In a myth passed down among the Iroquois, The World on the Turtle’s Back, explains the origin of the land in which a tree of life is described. According to the myth, it is found in the heavens, where the first humans lived, until a pregnant woman fell and landed in an endless sea. Saved by a giant turtle from drowning, she formed the world on its back by planting bark taken from the tree.

The tree of life motif is present in the traditional Ojibway cosmology and traditions. It is sometimes described as Grandmother Cedar, or Nookomis Giizhig in Anishinaabemowin.

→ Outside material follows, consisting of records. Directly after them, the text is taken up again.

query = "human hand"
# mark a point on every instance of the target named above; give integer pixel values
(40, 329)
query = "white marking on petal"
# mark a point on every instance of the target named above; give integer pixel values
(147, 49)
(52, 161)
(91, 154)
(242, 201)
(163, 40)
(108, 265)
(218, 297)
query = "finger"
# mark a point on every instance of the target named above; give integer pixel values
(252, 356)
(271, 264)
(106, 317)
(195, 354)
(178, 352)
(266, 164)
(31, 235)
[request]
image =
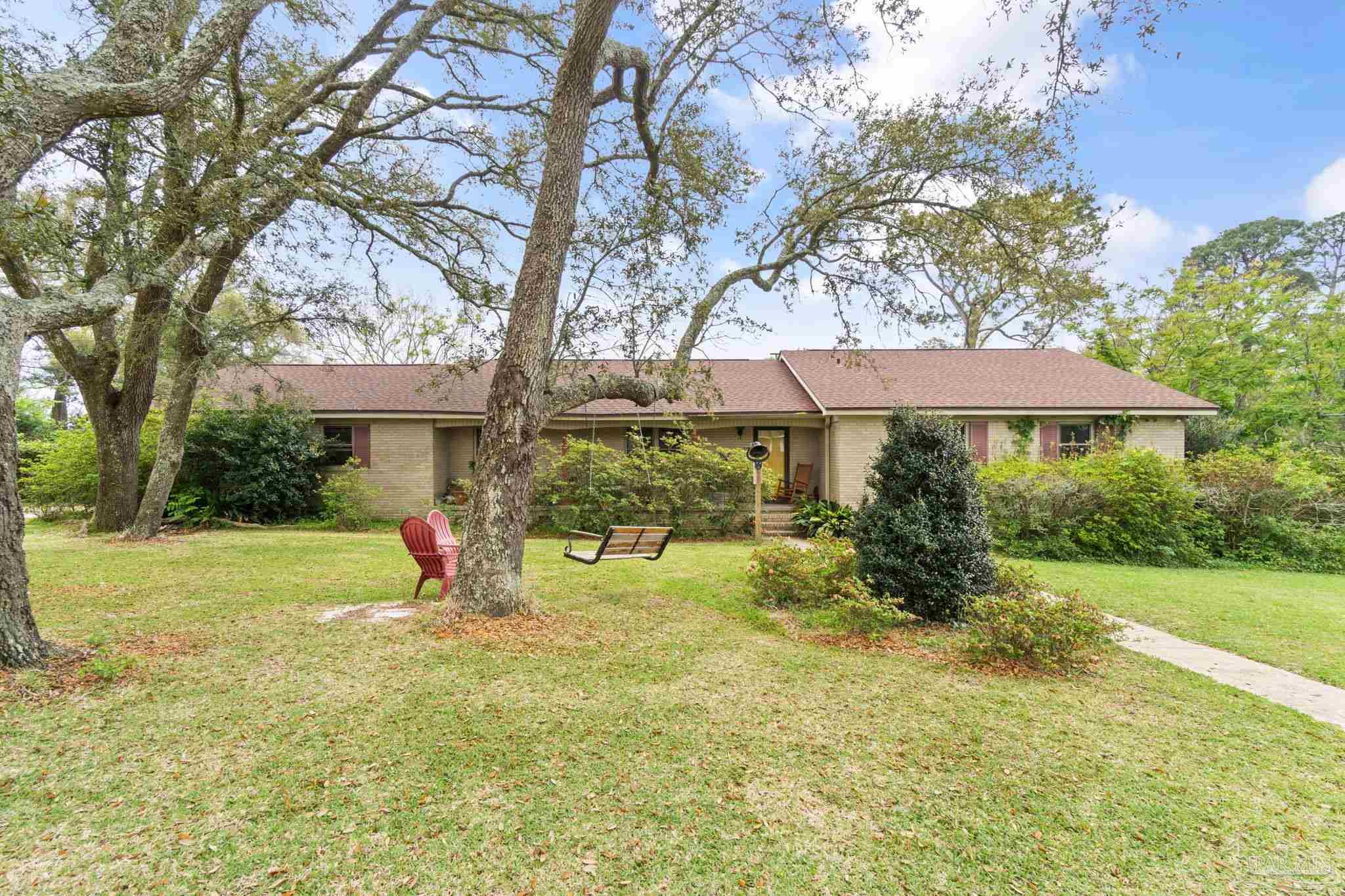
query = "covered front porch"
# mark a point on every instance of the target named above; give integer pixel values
(797, 442)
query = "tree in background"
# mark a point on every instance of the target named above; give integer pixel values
(397, 331)
(1313, 254)
(1258, 244)
(278, 154)
(1265, 349)
(1325, 245)
(841, 211)
(1026, 293)
(39, 105)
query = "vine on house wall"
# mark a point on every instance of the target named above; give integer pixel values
(1023, 429)
(1115, 427)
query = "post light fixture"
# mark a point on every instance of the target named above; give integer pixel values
(759, 453)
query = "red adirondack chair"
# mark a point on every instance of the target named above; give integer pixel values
(435, 561)
(443, 532)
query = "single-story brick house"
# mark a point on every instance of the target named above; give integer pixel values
(417, 430)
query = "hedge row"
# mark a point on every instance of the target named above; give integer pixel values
(1279, 507)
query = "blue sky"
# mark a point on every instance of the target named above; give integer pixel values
(1247, 121)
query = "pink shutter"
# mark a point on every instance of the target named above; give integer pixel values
(359, 445)
(978, 435)
(1051, 441)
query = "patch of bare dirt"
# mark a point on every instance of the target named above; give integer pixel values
(525, 633)
(72, 671)
(65, 673)
(162, 645)
(907, 643)
(372, 613)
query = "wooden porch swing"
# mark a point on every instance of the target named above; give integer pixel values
(619, 542)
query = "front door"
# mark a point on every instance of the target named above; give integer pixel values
(779, 444)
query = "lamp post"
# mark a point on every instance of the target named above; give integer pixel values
(758, 453)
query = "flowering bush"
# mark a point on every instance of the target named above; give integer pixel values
(349, 498)
(1023, 624)
(821, 576)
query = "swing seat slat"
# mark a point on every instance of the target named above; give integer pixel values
(622, 543)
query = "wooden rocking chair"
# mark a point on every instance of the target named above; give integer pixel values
(435, 561)
(791, 492)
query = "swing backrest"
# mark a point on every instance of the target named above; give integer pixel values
(635, 540)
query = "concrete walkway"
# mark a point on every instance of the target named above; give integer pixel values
(1321, 702)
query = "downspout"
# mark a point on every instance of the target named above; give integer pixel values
(826, 457)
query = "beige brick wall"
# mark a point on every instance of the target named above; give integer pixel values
(440, 477)
(1164, 435)
(401, 464)
(462, 450)
(1003, 442)
(854, 442)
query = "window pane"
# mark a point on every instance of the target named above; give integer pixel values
(1075, 438)
(341, 444)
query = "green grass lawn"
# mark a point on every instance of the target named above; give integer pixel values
(657, 734)
(1290, 620)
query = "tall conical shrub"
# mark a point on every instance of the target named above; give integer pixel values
(921, 534)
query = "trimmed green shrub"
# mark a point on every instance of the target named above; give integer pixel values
(1279, 507)
(923, 536)
(1124, 507)
(820, 576)
(64, 475)
(1020, 622)
(349, 498)
(693, 486)
(33, 419)
(1033, 508)
(191, 507)
(1149, 513)
(824, 517)
(256, 463)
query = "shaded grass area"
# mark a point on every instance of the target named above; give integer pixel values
(1289, 620)
(661, 733)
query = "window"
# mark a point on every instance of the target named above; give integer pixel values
(779, 444)
(663, 438)
(1075, 440)
(340, 442)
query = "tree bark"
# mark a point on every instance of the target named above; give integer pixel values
(490, 572)
(173, 437)
(118, 438)
(118, 81)
(20, 644)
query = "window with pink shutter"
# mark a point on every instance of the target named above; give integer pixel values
(978, 436)
(359, 445)
(1051, 441)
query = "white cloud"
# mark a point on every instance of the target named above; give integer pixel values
(1142, 244)
(1325, 194)
(956, 37)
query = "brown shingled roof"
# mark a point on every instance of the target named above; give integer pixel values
(988, 378)
(747, 387)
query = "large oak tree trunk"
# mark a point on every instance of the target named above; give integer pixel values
(119, 469)
(20, 645)
(173, 440)
(490, 572)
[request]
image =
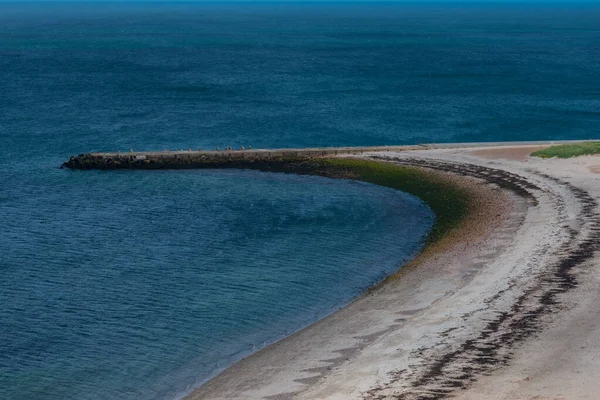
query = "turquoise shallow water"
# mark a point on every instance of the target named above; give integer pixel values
(139, 285)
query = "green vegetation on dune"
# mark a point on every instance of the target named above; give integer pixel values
(569, 150)
(449, 202)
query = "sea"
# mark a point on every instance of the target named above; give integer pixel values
(144, 284)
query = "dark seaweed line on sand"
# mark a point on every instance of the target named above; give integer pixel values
(439, 376)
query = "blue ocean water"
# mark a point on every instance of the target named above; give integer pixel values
(141, 284)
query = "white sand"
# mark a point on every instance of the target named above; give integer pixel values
(509, 311)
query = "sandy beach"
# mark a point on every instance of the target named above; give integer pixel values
(504, 307)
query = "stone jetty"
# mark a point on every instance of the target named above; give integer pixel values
(239, 158)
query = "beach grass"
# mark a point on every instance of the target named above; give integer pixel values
(569, 150)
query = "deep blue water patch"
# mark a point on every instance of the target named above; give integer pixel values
(135, 285)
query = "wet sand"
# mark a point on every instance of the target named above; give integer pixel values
(501, 308)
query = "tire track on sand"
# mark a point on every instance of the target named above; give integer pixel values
(437, 374)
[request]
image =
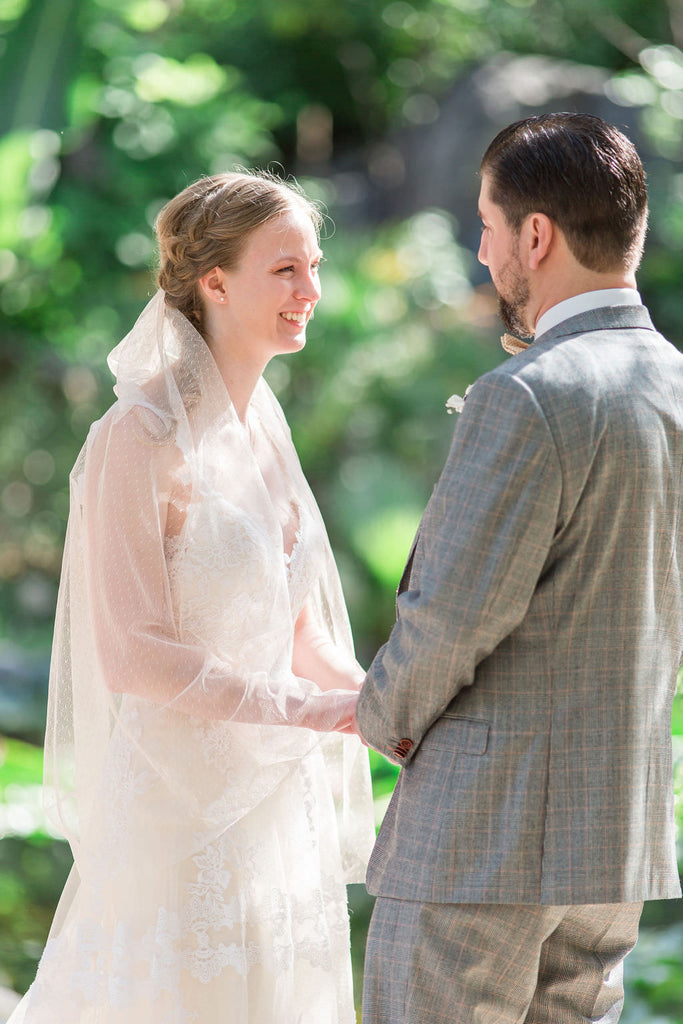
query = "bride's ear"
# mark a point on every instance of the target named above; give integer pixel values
(213, 286)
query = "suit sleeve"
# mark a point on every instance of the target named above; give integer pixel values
(482, 544)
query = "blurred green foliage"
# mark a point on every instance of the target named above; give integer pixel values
(110, 107)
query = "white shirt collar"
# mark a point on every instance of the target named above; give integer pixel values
(585, 301)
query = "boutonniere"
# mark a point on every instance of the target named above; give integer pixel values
(456, 402)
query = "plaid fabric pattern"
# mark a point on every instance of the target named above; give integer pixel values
(487, 964)
(529, 677)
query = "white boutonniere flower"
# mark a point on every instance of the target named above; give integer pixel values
(456, 402)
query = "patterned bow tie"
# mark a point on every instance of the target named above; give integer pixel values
(513, 345)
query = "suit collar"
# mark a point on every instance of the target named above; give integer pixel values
(604, 318)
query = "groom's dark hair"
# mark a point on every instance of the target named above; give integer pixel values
(584, 174)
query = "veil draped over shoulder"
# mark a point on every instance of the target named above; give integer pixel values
(174, 713)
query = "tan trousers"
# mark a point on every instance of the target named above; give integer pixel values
(497, 964)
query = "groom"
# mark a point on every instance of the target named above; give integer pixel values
(526, 686)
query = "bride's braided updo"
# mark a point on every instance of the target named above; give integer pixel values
(207, 225)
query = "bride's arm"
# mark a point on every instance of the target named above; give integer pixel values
(121, 609)
(316, 657)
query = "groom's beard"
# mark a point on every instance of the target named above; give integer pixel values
(513, 296)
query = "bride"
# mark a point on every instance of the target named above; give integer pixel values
(200, 754)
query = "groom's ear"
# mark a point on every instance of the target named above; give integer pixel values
(537, 237)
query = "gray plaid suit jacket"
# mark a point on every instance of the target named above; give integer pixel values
(526, 686)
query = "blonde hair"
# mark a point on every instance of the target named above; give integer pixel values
(208, 224)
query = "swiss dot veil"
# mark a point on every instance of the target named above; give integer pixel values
(174, 628)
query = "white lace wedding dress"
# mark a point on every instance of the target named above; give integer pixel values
(211, 855)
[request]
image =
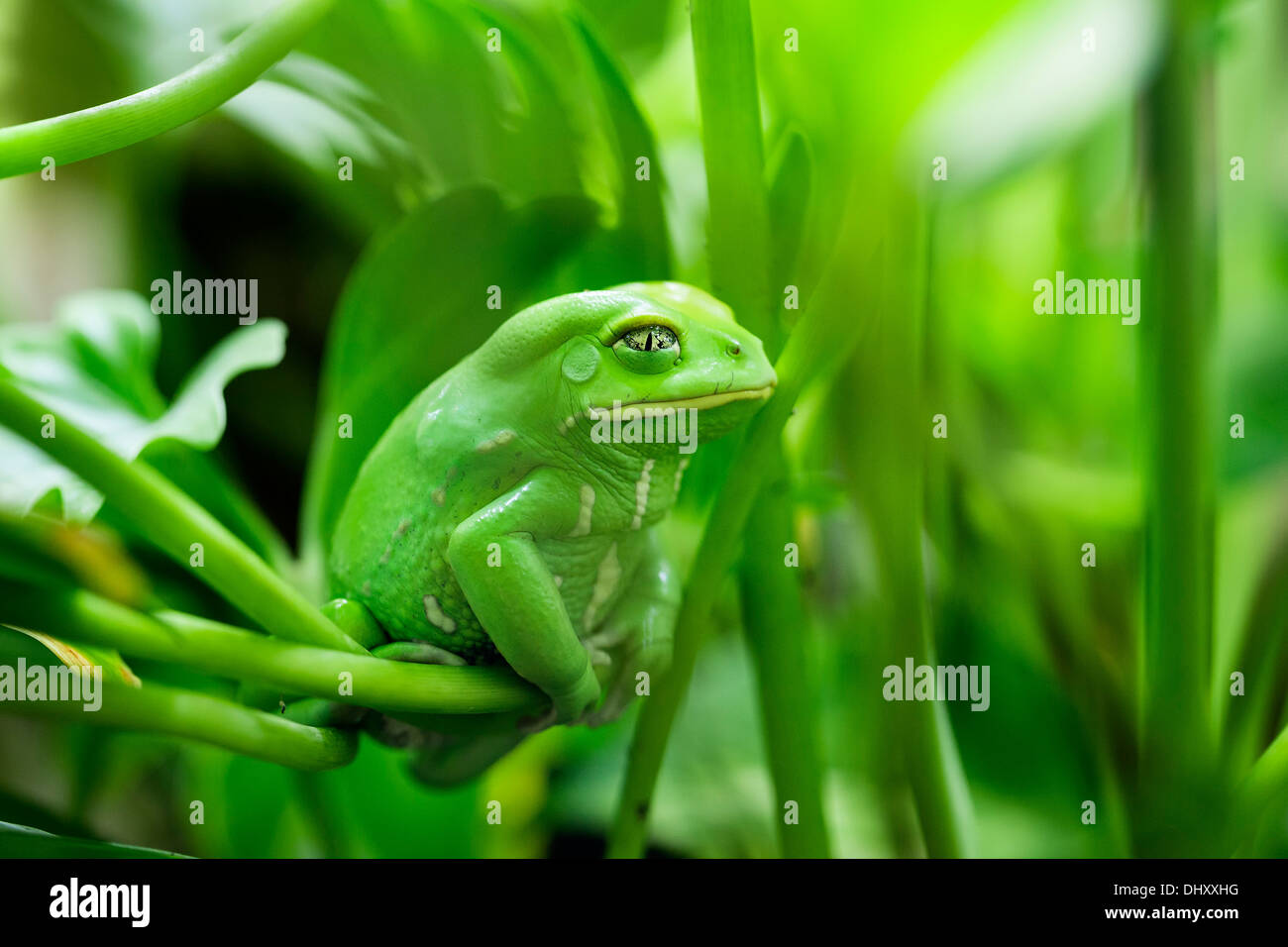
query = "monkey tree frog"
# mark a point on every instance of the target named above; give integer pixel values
(507, 513)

In the book Black Elk Speaks, Black Elk, an Oglala Lakota (Sioux) wičháša wakȟáŋ (medicine man and holy man), describes his vision in which after dancing around a dying tree that has never bloomed he is transported to the other world (spirit world) where he meets wise elders, 12 men and 12 women. The elders tell Black Elk that they will bring him to meet “Our Father, the two-legged chief” and bring him to the center of a hoop where he sees the tree in full leaf and bloom and the “chief” standing against the tree. Coming out of his trance he hopes to see that the earthly tree has bloomed, but it is dead.

Serer religion

In Serer religion, the tree of life as a religious concept forms the basis of Serer cosmogony. Trees were the first things created on Earth by the supreme being Roog (or Koox among the Cangin). In the competing versions of the Serer creation myth, the Somb (Prosopis africana) and the Saas tree (acacia albida) are both viewed as trees of life. However, the prevailing view is that, the Somb was the first tree on Earth and the progenitor of plant life. The Somb was also used in the Serer tumuli and burial chambers, many of which had survived for more than a thousand years. Thus, Somb is not only the tree of life in Serer society, but the symbol of immortality.

Turkic

The World Tree or tree of life is a central symbol in Turkic mythology. It is a common motif in carpets. In 2009 it was introduced as the main design of the common Turkish lira sub-unit 5 kuruş.

Hinduism

In the sacred books of Hinduism (Sanatana Dharma), Puranas mention divine tree Kalpavruksham (కల్పవృక్షం, कल्पवृक्ष ). This divine tree is guarded by Gandharvas in the garden of Amaravati, city under the control of Indra, King of gods. Popular story goes like this, for a very long time, gods and demi-gods who are believed to be fathered by Kashyapa Prajapati and have different mothers. After a long time frequent battles between the two half-brother clans, both groups decided to churn the milky ocean to obtain Amrutam (అమృతం, अमृत ) and share equally. During the churning, along with many other mythical items emerged the Kalpavruksham (కల్పవృక్షం, कल्पवृक्ष ). It is gold in colour. It has mesmerizing aura. It can be pleased with chanting and offers. When it is pleased, it grants every wish.